“Never see such a hammerin’ since Alec Todd fit Mike Kane up to Kane’s Lake twenty year ago,” said Mel Lunt, extracting crushed cigars from his superior’s vest pockets. “But them two fit with feet an’ everything, an’ Ben here didn’t use nothin’ but his hands. I reckon they larn ye more’n joggofy where ye’ve been to school. Dang me if even his watch ain’t stopped!”
The deputy sheriff and the constable drove away fifteen minutes later, the deputy sheriff sagging heavily against his companion’s shoulder.
“Now they’ll maybe let us get along with the haying,” remarked McAllister.
“And perhaps he will get along with his own job of hunting for the man who shot Balenger, instead of wasting his time talking about that pirogue,” said Ben. “How would the pirogue help him?
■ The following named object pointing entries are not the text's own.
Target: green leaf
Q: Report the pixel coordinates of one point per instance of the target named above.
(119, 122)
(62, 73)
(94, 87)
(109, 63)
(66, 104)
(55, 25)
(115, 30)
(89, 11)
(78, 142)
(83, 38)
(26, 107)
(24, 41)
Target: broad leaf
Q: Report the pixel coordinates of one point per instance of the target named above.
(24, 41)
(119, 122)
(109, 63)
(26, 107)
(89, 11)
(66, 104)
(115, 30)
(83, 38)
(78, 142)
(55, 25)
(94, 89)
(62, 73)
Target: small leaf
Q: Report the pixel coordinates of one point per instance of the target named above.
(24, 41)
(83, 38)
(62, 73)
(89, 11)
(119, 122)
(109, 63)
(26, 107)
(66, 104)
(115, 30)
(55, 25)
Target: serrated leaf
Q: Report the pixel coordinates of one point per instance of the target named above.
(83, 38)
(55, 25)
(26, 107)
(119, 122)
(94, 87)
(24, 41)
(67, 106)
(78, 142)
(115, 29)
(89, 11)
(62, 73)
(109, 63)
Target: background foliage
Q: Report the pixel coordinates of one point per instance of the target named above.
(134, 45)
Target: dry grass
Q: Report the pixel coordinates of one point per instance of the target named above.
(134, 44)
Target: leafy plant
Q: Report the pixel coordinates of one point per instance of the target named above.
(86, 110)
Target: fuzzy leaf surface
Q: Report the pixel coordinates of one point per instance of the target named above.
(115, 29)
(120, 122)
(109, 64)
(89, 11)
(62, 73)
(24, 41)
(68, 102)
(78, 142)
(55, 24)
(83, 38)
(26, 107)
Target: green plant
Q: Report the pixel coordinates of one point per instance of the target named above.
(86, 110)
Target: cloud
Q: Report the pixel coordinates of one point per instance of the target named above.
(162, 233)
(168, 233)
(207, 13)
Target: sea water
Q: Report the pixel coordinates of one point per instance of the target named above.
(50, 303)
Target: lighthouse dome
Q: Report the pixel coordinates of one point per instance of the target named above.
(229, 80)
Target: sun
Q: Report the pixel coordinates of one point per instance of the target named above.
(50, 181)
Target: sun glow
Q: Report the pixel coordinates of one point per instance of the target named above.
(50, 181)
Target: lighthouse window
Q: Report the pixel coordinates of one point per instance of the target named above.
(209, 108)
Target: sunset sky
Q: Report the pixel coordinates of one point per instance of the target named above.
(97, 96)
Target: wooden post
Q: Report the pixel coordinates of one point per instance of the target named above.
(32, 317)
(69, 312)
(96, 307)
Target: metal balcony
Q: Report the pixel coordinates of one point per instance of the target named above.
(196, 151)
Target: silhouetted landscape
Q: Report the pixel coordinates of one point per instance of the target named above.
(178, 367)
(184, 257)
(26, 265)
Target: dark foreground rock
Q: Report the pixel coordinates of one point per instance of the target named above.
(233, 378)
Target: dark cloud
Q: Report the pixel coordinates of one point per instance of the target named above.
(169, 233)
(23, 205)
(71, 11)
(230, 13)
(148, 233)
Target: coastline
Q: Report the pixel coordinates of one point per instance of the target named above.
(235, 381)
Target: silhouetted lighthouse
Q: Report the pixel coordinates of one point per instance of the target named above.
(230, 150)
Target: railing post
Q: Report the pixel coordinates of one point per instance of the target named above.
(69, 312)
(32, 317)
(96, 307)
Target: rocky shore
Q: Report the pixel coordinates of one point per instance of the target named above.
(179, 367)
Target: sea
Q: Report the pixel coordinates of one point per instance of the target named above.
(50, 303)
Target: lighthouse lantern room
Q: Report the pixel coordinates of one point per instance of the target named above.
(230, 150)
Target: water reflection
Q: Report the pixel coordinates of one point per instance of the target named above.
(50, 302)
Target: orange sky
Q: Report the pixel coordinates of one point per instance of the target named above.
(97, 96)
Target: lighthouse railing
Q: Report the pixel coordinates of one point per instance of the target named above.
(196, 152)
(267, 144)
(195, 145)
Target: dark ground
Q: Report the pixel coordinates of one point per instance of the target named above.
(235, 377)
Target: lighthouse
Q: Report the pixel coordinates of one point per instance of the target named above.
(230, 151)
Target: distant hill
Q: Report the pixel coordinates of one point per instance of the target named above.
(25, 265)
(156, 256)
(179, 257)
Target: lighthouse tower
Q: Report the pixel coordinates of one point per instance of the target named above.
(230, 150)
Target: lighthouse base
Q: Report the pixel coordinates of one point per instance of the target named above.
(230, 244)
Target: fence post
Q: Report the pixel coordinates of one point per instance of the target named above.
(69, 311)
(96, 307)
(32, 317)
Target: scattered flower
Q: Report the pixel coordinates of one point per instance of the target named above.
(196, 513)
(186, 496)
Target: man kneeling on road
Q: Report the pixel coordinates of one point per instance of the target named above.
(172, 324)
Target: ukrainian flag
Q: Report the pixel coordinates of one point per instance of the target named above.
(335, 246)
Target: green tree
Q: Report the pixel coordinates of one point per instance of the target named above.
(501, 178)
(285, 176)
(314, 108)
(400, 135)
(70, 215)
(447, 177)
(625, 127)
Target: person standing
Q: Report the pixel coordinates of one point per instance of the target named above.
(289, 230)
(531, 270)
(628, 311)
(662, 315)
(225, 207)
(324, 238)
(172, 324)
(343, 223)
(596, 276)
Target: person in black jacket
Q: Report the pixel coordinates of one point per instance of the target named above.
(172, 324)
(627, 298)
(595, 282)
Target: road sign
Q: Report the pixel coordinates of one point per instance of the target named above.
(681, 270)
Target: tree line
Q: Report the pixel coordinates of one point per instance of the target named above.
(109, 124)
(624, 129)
What did he mean by speaking of it as evidence?”
“Old Tim Hood’s put that crazy notion into his head, where there’s plenty of room for crazy notions,” replied the uncle. “Old Tim’s a trouble hunter and always was—a master hand at hunting trouble for other people. And he don’t like the O’Dells and never did. Yer gran’pa gave him a caning once, a regular dusting, for starving an old horse to death.”
“Do you think I’ll have to go to jail for fighting Brown?” asked Ben with ill-concealed anxiety. “It would be a blow to mother—but I don’t see what else I could do but fight him, after the things he said.”
“Now don’t you worry about that,” said McAllister, smiling. “Brown hasn’t much sense but he’s got a lot of vanity—and a little ordinary horse sense too, of course. He and Mel Lunt are busy this very minute making up as likely sounding a story as they can manage between them all about how he fell down on his face.”
Nothing more was seen or heard of the deputy sheriff at O’Dell’s Point. He evidently carried his investigations farther afield. No further inquiries were made concerning the fate of the big, red pirogue. Nothing more was heard of Louis Balenger or Richard Sherwood.
But more bread vanished from the pantry and again the red dogs failed to give the alarm. And the stolen books reappeared in their exact places on the library shelves.
The little girl was kept in ignorance of the suspicions against her absent father and also of the thefts of food and the mysterious borrowing of the books. The others discussed the situation frequently, but always after she had gone to bed. Ben was of the opinion that Richard Sherwood was in hiding somewhere within a few miles of the house and that it was he who had helped himself from the pantry and library. He held to this opinion in spite of the behavior of the dogs.